Guide Complet sur la Réglementation des Engrais : Stockage, Usage et Normes

La fertilisation est une pratique nécessaire pour maintenir ou améliorer la fertilité des sols et apporter les éléments nutritifs nécessaires à la culture. Les matières utilisées peuvent être organiques ou minérales. Cet apport de matière fertilisante doit être raisonné pour associer production agricole de qualité et protection des milieux naturels. La réglementation encadre les pratiques de stockage des engrais liquides pour protéger l'environnement, la santé publique et garantir la sécurité des installations.

Schéma illustrant le cycle des nutriments dans le sol et l'importance de la fertilisation raisonnée

Le stockage des engrais liquides : enjeux environnementaux et sécuritaires

Le stockage des engrais liquides, y compris celui de l’azote liquide, est nécessaire pour protéger l’environnement et garantir la sécurité des personnes. Ces règles ont un double objectif : prévenir les fuites accidentelles qui pourraient polluer les sols ou l'eau, et garantir la sécurité des travailleurs ainsi que des communautés proches. Le stockage des engrais liquides nécessite une vigilance constante.

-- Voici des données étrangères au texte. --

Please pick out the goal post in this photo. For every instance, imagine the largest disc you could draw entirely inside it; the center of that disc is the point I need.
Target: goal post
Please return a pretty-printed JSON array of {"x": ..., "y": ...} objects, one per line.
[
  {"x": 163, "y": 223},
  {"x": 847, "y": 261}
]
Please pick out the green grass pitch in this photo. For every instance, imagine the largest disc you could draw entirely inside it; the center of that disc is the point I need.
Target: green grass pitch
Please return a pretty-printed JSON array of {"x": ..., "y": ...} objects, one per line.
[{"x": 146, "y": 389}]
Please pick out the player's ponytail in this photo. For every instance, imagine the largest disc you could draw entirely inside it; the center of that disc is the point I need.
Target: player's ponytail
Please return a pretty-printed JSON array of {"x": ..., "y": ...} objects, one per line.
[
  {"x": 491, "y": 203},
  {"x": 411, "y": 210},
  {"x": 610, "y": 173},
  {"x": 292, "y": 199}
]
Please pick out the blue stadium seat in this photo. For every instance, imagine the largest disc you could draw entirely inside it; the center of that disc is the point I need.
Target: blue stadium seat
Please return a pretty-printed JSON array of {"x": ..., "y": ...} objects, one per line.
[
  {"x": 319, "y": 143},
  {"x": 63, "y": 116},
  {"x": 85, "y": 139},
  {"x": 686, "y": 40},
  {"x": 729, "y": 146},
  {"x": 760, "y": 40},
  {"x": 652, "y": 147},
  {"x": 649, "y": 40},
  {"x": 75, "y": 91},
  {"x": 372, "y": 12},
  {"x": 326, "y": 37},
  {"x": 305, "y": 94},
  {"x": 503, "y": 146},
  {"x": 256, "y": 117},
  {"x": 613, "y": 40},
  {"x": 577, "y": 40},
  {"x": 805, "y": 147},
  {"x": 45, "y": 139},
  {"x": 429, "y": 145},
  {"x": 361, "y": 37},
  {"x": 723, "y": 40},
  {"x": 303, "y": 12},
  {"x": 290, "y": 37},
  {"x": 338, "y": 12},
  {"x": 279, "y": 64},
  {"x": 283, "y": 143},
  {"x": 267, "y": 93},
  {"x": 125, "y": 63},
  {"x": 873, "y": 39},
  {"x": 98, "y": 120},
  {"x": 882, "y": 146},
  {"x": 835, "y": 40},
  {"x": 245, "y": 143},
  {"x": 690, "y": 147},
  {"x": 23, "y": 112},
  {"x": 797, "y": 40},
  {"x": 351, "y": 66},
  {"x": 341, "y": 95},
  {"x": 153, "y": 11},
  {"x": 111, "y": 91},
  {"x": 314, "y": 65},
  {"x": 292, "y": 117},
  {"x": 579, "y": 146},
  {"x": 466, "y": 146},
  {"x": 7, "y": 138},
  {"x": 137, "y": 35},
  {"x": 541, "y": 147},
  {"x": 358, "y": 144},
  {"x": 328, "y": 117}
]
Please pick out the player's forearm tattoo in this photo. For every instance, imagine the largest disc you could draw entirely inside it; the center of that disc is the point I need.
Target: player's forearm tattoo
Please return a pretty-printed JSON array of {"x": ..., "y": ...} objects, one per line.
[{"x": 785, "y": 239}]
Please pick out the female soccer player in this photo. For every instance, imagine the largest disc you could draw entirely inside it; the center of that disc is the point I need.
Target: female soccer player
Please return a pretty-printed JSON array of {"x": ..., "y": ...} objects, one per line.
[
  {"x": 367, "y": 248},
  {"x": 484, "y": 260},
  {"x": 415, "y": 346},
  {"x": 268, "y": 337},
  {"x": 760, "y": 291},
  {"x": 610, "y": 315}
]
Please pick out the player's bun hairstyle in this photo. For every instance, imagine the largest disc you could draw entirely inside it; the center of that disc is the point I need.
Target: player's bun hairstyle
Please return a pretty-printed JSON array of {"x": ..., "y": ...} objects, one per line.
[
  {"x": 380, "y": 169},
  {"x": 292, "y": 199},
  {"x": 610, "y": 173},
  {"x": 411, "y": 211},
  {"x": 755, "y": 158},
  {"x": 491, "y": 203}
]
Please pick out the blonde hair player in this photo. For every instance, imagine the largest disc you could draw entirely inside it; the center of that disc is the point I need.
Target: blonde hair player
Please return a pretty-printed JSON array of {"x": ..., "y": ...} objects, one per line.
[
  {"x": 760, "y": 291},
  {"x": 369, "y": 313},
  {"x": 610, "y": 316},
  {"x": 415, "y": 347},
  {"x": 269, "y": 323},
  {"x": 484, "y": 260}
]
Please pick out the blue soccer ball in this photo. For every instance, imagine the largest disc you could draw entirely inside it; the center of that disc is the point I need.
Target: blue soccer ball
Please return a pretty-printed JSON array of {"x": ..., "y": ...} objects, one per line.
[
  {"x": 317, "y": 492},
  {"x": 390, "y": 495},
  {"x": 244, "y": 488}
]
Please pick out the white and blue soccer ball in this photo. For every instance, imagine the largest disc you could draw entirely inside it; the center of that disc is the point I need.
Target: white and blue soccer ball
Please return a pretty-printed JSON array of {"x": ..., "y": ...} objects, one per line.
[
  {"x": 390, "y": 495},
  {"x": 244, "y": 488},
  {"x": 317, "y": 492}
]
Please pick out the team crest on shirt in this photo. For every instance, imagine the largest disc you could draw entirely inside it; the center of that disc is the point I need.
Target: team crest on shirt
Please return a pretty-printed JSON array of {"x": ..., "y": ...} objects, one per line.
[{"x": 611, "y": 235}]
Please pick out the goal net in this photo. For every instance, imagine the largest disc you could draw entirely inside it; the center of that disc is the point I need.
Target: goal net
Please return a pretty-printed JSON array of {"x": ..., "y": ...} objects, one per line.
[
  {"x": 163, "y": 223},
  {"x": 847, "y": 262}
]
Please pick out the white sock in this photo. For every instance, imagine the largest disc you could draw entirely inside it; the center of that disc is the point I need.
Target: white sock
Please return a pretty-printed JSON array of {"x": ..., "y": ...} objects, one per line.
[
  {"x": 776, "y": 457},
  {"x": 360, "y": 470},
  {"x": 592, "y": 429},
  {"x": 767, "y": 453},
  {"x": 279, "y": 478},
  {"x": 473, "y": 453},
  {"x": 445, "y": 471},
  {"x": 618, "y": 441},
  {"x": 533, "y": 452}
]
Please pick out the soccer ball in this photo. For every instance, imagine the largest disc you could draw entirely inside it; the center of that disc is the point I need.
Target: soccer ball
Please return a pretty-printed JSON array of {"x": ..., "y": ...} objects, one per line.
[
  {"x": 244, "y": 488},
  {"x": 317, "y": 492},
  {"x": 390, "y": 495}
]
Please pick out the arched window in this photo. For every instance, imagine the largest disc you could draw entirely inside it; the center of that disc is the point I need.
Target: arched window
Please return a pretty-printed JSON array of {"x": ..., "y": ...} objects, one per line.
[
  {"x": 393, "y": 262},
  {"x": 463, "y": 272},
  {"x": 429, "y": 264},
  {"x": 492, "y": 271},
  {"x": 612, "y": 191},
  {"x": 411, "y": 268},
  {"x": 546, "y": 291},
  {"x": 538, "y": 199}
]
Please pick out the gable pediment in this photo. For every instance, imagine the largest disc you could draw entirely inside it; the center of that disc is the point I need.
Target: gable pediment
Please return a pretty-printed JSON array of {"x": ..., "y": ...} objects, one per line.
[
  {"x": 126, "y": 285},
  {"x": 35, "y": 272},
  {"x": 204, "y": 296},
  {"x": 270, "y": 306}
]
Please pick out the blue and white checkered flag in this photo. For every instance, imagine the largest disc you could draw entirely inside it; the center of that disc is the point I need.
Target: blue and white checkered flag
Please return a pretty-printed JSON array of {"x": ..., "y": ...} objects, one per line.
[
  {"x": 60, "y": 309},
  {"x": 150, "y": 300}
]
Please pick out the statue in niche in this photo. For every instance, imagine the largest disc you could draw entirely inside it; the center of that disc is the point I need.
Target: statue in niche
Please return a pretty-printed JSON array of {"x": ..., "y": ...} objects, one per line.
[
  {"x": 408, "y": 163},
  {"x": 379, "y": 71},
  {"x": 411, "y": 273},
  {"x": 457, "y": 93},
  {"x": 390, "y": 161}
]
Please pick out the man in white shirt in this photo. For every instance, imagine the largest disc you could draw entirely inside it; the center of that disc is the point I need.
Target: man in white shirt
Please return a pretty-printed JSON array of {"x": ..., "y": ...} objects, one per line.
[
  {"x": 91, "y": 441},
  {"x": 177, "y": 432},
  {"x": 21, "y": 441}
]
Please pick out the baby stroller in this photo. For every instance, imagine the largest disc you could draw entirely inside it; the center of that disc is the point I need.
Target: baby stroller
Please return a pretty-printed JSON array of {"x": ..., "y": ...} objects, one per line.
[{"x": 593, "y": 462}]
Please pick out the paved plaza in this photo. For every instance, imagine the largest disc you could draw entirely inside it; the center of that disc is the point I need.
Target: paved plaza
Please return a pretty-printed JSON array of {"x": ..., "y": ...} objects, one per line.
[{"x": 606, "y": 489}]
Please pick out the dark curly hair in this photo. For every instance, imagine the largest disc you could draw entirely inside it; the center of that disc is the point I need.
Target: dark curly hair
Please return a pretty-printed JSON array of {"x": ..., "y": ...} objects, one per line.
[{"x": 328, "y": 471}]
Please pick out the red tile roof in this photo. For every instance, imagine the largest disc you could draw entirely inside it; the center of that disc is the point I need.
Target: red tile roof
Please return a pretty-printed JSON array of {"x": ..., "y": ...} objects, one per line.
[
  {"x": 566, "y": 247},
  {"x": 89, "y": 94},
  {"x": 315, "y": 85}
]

En respectant la réglementation, non seulement vous évitez des sanctions légales, mais vous garantissez aussi la sécurité de vos installations et la protection de l’environnement. En revanche, si la quantité dépasse les 100 m³, la réglementation devient plus stricte, avec des normes précises, sous le régime des Installations Classées pour la Protection de l’Environnement (ICPE). Ensuite, une rétention de sécurité est obligatoire pour éviter que d’éventuelles fuites ne se répandent dans l’environnement.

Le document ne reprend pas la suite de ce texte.